An dieser Stelle soll auch lobend erwähnt werden, wie divers die Serie gecastet ist, ohne dass man das Gefühl von „Virtue Signaling“ bekommt. Denn jede Figur, ob Native American (Graham Greene baut seine Serienerfahrung aus), POC oder Menschen mit Behinderung, fügt sich nahtlos und unaufgeregt ein. Damit führen die Macher:innen gekonnt das fort, was auch im zweiten Spiel extrem gut gelang.

Eine der immersivsten Zombie-Welten

Dass sich die ständig bedrohliche Serienwelt so echt anfühlt, liegt auch an der exzellenten Arbeit aller Gewerke: Ausstattung, die fulminanten Sets, die furchterregenden Untoten – all das zeigt: HBO hat sich nicht lumpen lassen. Die Sets sind wunderbar atmosphärisch und Spielgetreu, das Sound Design lässt einem kalte Schauer den Rücken runterfahren und trotz allem finden auch berührende, ruhige Momente ihren Platz in der Serie.

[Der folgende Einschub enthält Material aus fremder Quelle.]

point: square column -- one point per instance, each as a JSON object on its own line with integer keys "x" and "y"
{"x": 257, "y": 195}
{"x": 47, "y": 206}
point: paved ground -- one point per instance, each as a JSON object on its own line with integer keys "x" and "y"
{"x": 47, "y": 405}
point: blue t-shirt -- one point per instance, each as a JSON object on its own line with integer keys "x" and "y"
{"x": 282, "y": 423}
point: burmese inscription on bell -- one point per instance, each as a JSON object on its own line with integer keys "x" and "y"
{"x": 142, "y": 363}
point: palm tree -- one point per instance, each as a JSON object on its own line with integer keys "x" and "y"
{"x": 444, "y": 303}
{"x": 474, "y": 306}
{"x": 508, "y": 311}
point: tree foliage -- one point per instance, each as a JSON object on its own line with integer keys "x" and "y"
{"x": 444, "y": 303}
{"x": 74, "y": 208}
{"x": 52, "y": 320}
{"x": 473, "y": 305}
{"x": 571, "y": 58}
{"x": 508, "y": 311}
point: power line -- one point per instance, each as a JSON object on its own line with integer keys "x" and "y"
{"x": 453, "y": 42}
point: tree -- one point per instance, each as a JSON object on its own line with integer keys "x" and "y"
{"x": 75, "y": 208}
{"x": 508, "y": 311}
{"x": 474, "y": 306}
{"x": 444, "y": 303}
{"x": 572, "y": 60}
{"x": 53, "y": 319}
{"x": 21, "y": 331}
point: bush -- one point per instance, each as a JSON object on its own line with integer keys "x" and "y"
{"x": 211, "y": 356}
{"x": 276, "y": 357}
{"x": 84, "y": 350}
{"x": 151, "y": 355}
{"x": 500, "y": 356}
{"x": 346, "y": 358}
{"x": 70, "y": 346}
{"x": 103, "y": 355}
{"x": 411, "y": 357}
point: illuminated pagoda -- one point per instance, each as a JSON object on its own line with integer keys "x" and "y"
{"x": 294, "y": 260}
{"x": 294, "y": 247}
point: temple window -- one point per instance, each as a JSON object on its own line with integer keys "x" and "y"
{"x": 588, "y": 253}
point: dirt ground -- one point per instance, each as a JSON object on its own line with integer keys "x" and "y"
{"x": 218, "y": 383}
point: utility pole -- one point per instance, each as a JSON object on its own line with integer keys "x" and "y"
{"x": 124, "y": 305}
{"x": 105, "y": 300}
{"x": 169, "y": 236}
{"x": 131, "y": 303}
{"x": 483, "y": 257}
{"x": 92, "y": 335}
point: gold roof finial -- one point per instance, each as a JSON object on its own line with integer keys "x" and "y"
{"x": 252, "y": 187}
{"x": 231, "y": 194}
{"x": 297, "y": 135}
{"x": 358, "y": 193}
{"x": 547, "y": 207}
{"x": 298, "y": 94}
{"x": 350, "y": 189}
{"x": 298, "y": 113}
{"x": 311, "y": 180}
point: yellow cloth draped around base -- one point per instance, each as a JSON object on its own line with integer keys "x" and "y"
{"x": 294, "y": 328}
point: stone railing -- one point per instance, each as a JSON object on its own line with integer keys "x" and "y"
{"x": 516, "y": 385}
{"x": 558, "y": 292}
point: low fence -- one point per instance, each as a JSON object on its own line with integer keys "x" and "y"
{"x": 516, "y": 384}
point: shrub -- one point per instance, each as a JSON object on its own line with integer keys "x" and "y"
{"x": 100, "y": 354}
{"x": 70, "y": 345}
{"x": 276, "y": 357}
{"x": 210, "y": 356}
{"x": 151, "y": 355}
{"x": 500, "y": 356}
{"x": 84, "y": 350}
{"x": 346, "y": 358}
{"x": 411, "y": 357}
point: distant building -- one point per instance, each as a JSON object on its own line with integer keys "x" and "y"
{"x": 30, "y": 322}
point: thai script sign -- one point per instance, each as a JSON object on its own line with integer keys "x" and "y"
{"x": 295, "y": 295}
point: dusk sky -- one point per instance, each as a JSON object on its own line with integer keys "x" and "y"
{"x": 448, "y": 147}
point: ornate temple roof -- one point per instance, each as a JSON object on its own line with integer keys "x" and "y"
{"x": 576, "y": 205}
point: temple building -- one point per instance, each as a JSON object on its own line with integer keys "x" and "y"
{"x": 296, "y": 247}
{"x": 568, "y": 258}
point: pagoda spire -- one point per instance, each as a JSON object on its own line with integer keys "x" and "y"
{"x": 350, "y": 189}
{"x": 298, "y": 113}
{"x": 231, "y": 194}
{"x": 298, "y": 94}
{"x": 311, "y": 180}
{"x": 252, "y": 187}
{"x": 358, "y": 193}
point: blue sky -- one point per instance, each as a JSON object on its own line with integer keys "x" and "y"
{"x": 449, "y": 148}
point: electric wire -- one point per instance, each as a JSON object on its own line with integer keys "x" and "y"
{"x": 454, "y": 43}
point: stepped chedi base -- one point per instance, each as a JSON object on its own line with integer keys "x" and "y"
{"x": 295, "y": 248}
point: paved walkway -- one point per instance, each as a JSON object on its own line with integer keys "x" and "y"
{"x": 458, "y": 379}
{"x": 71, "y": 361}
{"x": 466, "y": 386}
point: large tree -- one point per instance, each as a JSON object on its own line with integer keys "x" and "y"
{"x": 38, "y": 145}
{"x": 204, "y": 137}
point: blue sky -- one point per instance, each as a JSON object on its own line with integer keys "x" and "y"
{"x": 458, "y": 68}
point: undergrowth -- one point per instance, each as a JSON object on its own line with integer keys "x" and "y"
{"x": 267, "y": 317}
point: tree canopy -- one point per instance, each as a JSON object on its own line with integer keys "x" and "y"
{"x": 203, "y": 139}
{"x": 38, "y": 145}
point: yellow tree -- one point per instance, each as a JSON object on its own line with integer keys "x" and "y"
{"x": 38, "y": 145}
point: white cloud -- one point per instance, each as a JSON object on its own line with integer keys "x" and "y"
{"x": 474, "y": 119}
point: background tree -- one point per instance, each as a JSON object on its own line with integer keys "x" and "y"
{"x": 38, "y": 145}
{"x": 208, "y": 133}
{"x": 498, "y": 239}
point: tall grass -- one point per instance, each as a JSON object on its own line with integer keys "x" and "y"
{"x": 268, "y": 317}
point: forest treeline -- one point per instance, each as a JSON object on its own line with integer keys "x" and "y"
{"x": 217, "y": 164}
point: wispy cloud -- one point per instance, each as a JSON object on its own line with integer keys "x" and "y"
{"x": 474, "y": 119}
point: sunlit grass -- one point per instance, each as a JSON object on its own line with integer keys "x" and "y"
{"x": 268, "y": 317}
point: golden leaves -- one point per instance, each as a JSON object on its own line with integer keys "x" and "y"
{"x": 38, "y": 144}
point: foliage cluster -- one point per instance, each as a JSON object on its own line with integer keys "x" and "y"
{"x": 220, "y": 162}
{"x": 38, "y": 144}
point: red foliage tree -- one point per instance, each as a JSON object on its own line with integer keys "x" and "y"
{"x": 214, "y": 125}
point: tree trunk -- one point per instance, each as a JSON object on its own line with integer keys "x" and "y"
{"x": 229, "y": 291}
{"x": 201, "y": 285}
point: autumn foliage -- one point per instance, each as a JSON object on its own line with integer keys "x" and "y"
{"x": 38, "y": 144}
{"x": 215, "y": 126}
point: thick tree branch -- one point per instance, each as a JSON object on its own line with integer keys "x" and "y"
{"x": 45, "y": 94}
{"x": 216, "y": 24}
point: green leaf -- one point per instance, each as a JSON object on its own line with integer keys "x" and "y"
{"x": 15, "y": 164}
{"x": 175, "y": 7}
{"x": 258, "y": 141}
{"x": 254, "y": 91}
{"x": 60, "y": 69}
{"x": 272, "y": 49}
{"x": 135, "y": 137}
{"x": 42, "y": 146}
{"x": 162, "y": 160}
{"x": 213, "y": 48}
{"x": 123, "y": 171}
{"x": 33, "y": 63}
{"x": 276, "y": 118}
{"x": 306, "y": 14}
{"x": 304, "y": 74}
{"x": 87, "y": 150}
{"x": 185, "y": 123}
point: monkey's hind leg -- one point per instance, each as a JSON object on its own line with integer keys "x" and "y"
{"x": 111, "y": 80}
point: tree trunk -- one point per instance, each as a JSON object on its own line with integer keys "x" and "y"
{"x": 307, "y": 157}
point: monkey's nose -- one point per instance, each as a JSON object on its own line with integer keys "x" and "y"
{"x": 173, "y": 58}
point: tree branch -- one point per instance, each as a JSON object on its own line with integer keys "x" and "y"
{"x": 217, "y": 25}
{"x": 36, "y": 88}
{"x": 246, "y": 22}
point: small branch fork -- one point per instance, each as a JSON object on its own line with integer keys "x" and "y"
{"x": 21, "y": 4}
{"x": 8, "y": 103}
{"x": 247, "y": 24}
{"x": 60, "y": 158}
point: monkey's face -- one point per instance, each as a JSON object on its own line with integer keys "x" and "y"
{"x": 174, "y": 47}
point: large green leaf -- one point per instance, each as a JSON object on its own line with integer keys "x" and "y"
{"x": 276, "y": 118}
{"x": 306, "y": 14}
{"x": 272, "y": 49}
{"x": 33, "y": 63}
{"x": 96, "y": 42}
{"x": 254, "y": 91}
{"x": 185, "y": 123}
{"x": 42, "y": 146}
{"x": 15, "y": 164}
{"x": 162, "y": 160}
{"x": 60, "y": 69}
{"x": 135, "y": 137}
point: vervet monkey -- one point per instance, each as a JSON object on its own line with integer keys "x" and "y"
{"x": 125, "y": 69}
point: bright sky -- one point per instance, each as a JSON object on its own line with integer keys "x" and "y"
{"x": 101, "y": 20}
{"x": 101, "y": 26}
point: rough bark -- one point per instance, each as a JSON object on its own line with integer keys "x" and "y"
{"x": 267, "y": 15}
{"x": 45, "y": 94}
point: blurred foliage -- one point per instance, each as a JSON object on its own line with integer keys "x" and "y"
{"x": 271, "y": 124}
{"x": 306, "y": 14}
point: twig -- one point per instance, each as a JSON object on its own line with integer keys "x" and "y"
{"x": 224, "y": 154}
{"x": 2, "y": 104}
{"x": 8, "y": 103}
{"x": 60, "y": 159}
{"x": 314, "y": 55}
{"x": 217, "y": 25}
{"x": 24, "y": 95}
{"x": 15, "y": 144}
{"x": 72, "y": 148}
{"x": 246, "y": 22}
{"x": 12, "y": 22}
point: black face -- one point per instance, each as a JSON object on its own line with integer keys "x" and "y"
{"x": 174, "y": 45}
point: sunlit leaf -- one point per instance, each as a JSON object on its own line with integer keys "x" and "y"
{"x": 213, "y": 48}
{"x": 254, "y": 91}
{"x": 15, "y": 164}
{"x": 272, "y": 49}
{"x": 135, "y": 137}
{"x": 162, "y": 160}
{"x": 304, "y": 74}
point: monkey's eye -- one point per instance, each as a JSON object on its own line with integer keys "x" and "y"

Bella Ramsay überzeugt im Lauf der Serie immer mehr als Ellie.

Bis zum emotionalen Finale, das für Unwissende sicherlich einem überraschenden Punch in die Magengrube gleicht, gibt es viel zu entdecken und für Kenner:innen erneut nachzufühlen. Dass Komponist Gustavo Santaolalla auch für die Serie den Score komponiert hat, ist nur die Sahne auf der Torte. Man kann nur gespannt darauf sein, wie die Adaption in der bereits bestätigten zweiten Staffel gelingt!

Besser als das Spiel? Jein.

Bei einer Adaption muss die Frage nach ihrer Berechtigung immer gestellt werden. Ergibt es sonderlich viel Sinn, die Serie mit dem Spiel zu vergleichen? Sicherlich. Werden Zuschauer:innen zu unterschiedlichen Ergebnissen kommen? Definitiv. Die Serie macht extrem viel gut, wenn es um das Weiterführen der Geschichte geht. Und gleichzeitig werden einige der immersivsten Momente und die bedacht langsame Annäherung der Protagonist:innen immer wieder stark zusammengekürzt, was sich im Finale doch auch auswirkt – vorausgesetzt, man kennt die Spiele nicht.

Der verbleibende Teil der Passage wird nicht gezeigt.